We know that multi-factor authentication is continually evolving. Providing us with both security and less inconvenience for end users. In our daily life, we use biometrics which is a good example of this idea. Here authentication becomes more secure as nobody can abduct our unique face or fingerprint. So users need not have to put any extra effort to remember anything like a password anymore.

Thinking about that, what comes to my mind first is Passwordless authentication. Rather than typing a password as the main method of verifying identity and supplementing it with other non-password methods. Passwordless authentication knocks out passwords as a form of authentication. Interesting, right? Below are a few ways we can achieve that.

1. Face Recognition:

Mobile Face Recognition

Isn’t it exciting to use our face as our application password? What will be a more unique identity than our face, right? We have been using face recognition in mobile applications already. But now that is even possible in browsers. Now with face-api.js we can implement a face recognition system on the browser.

What is face-api.js ?

Face-api is the javascript library created by Vincent Mühler., to detect faces via browser. It is built on the top of tensorflow.js core. It implements various CNNs (Convolutional Neural Networks) such as face detection, face recognition, face landmark detection, age and gender detection. It is compatible with both web and mobile devices.

2. Voice Recognition:

A girl doing verifying voice recognition on mobile

Voice has exclusive characteristics that can be associated with an individual. Along with a face recognition system, speech recognition can be an efficient security layer for the applications. The Azure Cognitive Service is one of the good platforms for that purpose of which Speaker Recognition service can be used to verify and identify speakers by their individual voice aspects.

Speaker Verification:

Azure provides two ways to recognize a speaker: Text-Dependent and Text-Independent speaker verification.

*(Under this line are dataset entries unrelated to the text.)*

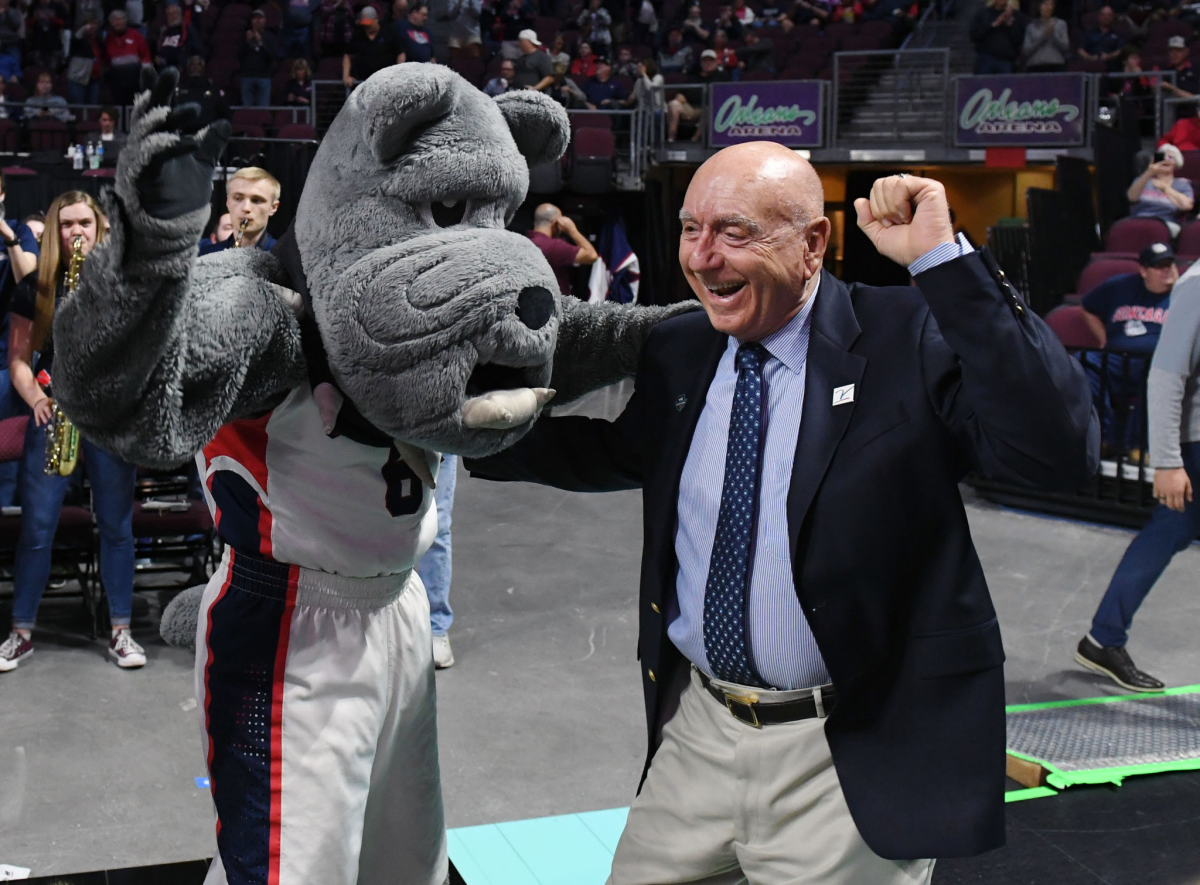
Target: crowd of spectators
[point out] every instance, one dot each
(60, 55)
(1120, 38)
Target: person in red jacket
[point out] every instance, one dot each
(127, 52)
(1185, 133)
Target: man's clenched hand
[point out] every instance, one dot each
(898, 232)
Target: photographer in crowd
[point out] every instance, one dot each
(1157, 193)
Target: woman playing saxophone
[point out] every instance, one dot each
(75, 224)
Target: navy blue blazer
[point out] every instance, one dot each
(949, 377)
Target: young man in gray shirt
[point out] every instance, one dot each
(1174, 409)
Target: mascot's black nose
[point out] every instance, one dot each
(535, 306)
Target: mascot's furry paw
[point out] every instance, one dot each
(178, 625)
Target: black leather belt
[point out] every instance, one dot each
(757, 714)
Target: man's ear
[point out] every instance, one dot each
(539, 125)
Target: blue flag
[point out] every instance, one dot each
(616, 276)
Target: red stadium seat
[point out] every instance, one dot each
(329, 68)
(1098, 270)
(297, 131)
(252, 116)
(471, 70)
(246, 143)
(861, 42)
(881, 30)
(1191, 169)
(48, 136)
(1189, 241)
(592, 151)
(1067, 321)
(235, 13)
(1133, 234)
(591, 121)
(838, 30)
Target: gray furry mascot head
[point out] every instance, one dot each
(399, 295)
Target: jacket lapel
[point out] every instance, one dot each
(822, 425)
(687, 391)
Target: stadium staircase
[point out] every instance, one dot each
(901, 98)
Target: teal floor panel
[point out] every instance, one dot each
(567, 849)
(607, 825)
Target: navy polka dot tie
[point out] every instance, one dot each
(729, 570)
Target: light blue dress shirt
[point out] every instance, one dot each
(781, 643)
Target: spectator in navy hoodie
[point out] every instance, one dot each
(297, 37)
(603, 90)
(10, 42)
(1127, 313)
(411, 34)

What is Text-Dependent speaker verification?

In Text-Dependent verification, speakers have to choose the same passphrase to use during both enrollment and verification phases. There is a set of predefined phrases in the speaker recognition service. Either of which a speaker can use in the speaker enrollment process by recording the voice by saying a passphrase.

The Speaker Verification API excerpt the voice features from the recorded audio to create a distinct voice signature. In all, the voice signature and passphrase will be used to verify the speaker. The service also takes the ID associated with the speaker as an input parameter along with the input speech recording.

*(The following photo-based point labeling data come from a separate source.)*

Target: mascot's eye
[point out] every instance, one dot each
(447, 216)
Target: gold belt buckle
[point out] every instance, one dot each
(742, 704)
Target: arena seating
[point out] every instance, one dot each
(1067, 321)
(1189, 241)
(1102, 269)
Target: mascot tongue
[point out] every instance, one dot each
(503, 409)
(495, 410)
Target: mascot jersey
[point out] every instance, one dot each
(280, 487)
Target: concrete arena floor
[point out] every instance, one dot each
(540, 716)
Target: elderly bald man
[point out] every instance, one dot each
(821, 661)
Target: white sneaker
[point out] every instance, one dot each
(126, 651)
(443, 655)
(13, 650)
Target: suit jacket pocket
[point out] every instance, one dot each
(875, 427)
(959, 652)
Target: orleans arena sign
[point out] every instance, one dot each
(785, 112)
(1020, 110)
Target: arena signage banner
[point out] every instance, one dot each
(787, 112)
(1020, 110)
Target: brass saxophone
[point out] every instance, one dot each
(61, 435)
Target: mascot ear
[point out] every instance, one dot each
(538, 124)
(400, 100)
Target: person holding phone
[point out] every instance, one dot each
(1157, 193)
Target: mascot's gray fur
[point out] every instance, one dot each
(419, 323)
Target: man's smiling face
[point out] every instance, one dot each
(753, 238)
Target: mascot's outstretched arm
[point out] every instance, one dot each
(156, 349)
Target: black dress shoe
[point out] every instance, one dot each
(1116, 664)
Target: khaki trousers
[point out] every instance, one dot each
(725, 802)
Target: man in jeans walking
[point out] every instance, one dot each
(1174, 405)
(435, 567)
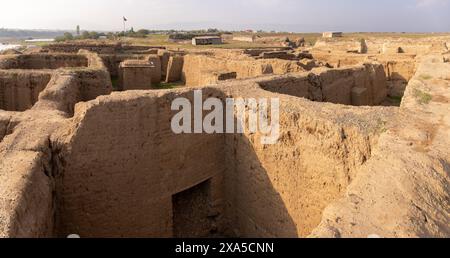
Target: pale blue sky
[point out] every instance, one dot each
(285, 15)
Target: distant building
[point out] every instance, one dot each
(245, 38)
(207, 40)
(332, 34)
(39, 40)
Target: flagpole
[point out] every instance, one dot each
(124, 26)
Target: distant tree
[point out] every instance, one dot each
(94, 35)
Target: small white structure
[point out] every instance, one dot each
(39, 40)
(332, 34)
(207, 40)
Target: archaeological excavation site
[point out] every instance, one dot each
(86, 145)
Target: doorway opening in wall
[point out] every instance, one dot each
(192, 213)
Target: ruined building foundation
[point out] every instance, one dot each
(78, 158)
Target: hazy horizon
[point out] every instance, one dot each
(279, 15)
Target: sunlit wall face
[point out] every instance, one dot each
(280, 15)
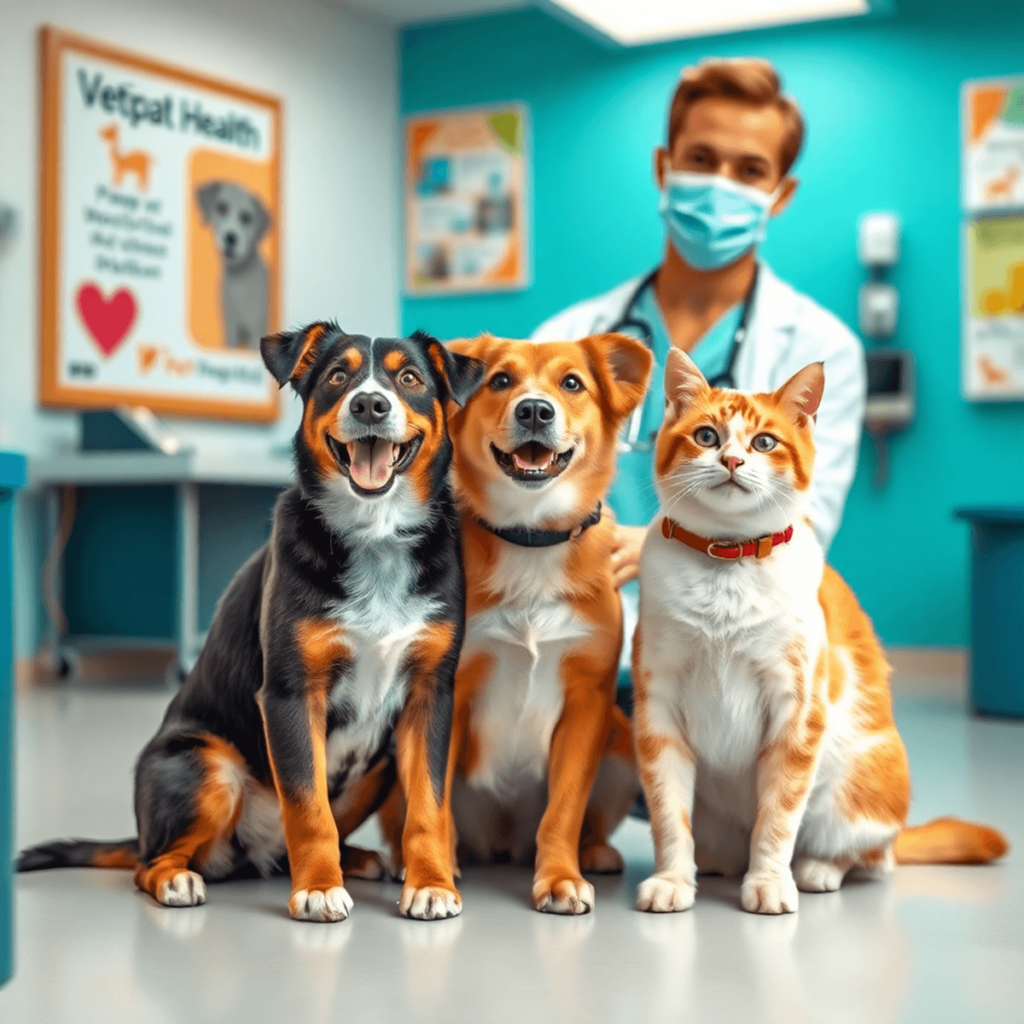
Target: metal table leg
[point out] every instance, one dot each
(187, 582)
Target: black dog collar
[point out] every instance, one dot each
(525, 538)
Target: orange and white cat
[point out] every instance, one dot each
(763, 723)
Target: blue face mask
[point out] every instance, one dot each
(713, 220)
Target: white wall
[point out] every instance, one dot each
(337, 76)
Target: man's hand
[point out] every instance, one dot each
(626, 553)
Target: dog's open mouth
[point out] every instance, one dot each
(372, 463)
(532, 463)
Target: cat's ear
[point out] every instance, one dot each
(622, 366)
(684, 384)
(801, 394)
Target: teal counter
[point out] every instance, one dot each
(11, 477)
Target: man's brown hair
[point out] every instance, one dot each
(749, 79)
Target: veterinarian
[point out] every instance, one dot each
(732, 140)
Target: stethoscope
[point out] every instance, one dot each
(630, 323)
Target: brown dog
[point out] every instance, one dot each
(535, 453)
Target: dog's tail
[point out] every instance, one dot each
(949, 841)
(79, 853)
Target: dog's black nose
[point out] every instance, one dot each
(370, 408)
(535, 413)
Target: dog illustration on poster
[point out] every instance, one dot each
(239, 219)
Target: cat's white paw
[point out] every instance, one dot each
(775, 893)
(813, 876)
(660, 895)
(321, 904)
(183, 889)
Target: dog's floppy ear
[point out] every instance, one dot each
(262, 219)
(290, 354)
(462, 374)
(622, 365)
(206, 197)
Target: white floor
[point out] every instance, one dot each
(934, 944)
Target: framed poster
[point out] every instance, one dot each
(161, 236)
(993, 308)
(466, 201)
(993, 144)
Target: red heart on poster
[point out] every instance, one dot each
(108, 320)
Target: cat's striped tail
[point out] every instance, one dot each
(949, 841)
(79, 853)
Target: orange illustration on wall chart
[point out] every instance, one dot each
(134, 289)
(109, 320)
(135, 162)
(1007, 300)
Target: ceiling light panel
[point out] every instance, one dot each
(633, 23)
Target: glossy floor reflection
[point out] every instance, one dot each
(936, 944)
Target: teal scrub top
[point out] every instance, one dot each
(632, 497)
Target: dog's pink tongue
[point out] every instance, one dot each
(371, 463)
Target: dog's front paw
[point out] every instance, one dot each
(429, 903)
(183, 889)
(563, 895)
(601, 859)
(660, 895)
(764, 893)
(321, 904)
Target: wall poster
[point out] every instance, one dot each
(466, 201)
(161, 236)
(993, 144)
(993, 308)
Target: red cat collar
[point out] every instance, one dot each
(760, 547)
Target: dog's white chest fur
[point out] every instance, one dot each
(526, 636)
(382, 615)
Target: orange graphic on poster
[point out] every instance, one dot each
(466, 201)
(231, 250)
(991, 373)
(136, 162)
(1003, 186)
(996, 301)
(146, 357)
(985, 107)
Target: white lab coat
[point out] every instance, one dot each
(786, 331)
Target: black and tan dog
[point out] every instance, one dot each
(329, 668)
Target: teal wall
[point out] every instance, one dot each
(881, 96)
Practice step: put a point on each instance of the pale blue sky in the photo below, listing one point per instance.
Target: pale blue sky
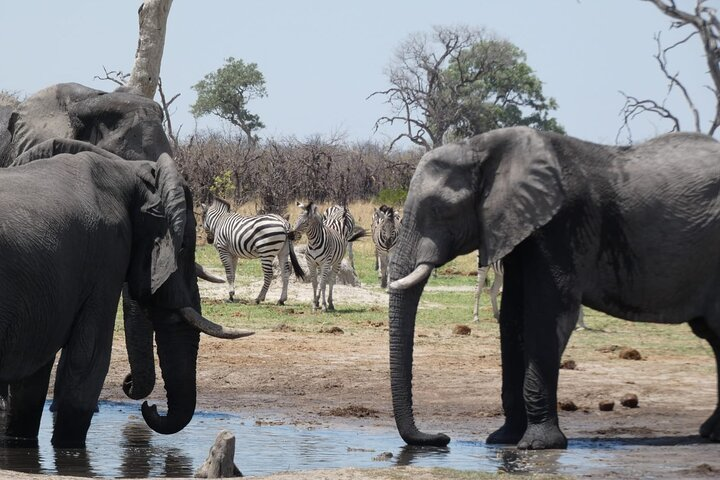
(322, 58)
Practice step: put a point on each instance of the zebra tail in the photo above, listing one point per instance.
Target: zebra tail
(299, 273)
(357, 233)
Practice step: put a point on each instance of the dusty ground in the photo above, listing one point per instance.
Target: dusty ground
(339, 379)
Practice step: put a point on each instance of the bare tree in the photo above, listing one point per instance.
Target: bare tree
(704, 24)
(151, 42)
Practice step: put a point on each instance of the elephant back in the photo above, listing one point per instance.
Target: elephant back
(44, 115)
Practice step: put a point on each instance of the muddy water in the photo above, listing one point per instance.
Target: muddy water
(120, 445)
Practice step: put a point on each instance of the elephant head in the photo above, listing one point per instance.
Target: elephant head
(162, 279)
(122, 122)
(490, 193)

We can also create our own passphrase. Send separate requests to the text-independent speaker verification API and speech-to-text API. Then by combining the respective result, we can determine the speaker’s identity.

What is Text-Independent speaker verification?

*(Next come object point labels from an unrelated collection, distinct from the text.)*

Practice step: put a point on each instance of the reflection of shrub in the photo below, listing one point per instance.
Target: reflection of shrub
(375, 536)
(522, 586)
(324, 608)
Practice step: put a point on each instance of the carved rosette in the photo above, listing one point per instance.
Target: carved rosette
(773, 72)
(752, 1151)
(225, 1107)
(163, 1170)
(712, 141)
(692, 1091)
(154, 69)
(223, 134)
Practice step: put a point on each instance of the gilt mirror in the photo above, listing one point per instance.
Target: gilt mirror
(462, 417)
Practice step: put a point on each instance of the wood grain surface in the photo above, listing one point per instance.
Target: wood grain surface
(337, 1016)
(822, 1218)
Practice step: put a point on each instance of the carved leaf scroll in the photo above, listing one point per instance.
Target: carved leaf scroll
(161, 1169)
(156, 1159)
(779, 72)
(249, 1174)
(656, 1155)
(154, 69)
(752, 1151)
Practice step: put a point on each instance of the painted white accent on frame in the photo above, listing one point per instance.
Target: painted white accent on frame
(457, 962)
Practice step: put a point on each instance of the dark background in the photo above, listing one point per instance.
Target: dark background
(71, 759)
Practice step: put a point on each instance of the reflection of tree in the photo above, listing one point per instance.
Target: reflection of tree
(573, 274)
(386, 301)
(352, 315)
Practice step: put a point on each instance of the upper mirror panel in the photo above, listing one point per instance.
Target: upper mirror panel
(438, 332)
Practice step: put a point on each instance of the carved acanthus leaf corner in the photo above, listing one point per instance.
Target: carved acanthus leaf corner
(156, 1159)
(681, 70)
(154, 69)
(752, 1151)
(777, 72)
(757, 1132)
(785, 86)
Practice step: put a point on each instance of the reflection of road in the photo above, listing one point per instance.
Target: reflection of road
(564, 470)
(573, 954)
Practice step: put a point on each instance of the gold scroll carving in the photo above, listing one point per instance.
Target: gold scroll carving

In the Text-Independent type of speaker identification and verification method, the speaker is not bound on what to speak.

In the enrollment phase, the voice features are extracted from the speaker’s audio to create a unique voice signature. In the verification phase, the speaker can speak randomly(not bound to any passphrase). The speech recording and the ID associated with the speaker are sent to the speaker verification API on which the voice features are compared against the voice signature in the enrollment profile of the corresponding speaker.

In both scenarios, the service either returns “Accept” or “Reject” based on the voice similarity score. If the voice similarity score is greater or equal to 0.5, the API returns “Accept” i.e. RecognizedSpeaker. Whereas if the voice similarity score is less than 0.5, the API returns “Reject” i.e. the speaker is a NoMatch.